The village seemed deserted. Peace and quiet. However, as soon as our car stopped in the village center at the store, people hurried to us from all the near by houses, buttoning their clothes while running. It is unknown how the news is broadcast here, but in ten minutes we were surrounded by a noisy crowd.
The notorious Ukrainian mentality could be easily traced in the crowd. Men stood aloof, as well as young people most of whom are somewhere in search for a job (the whole village population is in fact unemployed). Instead, the women poured out their hearts.
“It is six weeks we have now lived without electric lights. I cry when I wake the children in the morning. Now we have no day, it’s night all the time. At 3 p.m. it is time to turn on the lamp and after that the darkness lasts until seven,” says Vasylysa Horbach, the only mother of seven in the village.
Simultaneously laughing and crying, the women show us a hundred years old iron, luckily avoiding being donated to some museum. Now this Semky’s Phillips, working on coals, is passed from one house to the other like a treasure.
The women are exhausted with work in collective farm fields; their palms are coarsened, many lack teeth, but they are still sharp-tongued. How did the idea to boycott the all- Ukrainian census occur to the villagers? He shocked census takers who at first came to each household two or three times, but the whole village except for some lonely aged women not knowing about the boycott, refused to answer their questions.
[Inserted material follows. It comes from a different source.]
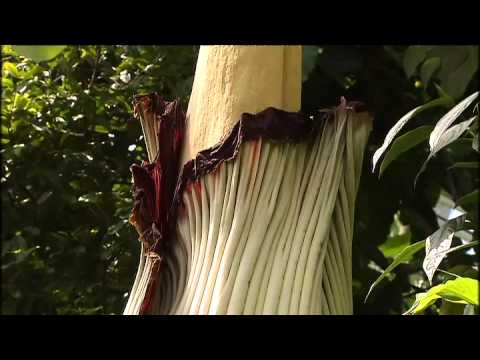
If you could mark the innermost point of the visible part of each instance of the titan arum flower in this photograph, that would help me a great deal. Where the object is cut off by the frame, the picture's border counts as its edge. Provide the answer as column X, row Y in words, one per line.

When Semky was deprived of electricity, people started sending letters to various authorities. The militia was at a loss, as if such a grand theft could just disappear. They did deliver these tons of wire somewhere, didn’t they? Then, on the village patron St. Michael’s day in late November, a plot has been outlined in the local church. Elderly women who have lived through many regimes advised the younger ones to ignore the census. They understood how much this action meant for the authorities.
On the second day of the census ignored by Semky residents in an organized way a bunch of cars arrived in the village. They say there were all sorts of bosses. They promised at a meeting in the school that next week the electric line would be fixed (no matter that it will cost 100,000 hryvnias): just register please.
“Weren’t you afraid to revolt like this?”
“Are we against the census? Aren’t we human beings, aren’t we Ukrainians?”
***
“What do you think, will we have lights next week?” the villagers asked, once again making us believe in the boundless, perhaps too boundless, endurance and trust of our people. The day after the census Semky men and young people were gathered in the village of Kolky from where electricity specialists were to take them to repair the stolen power line. They were there all day freezing in their light clothes and returned home with nothing. That time the car was broken, next there was no care available. So now Semky residents are still waiting for their lengthy night to end.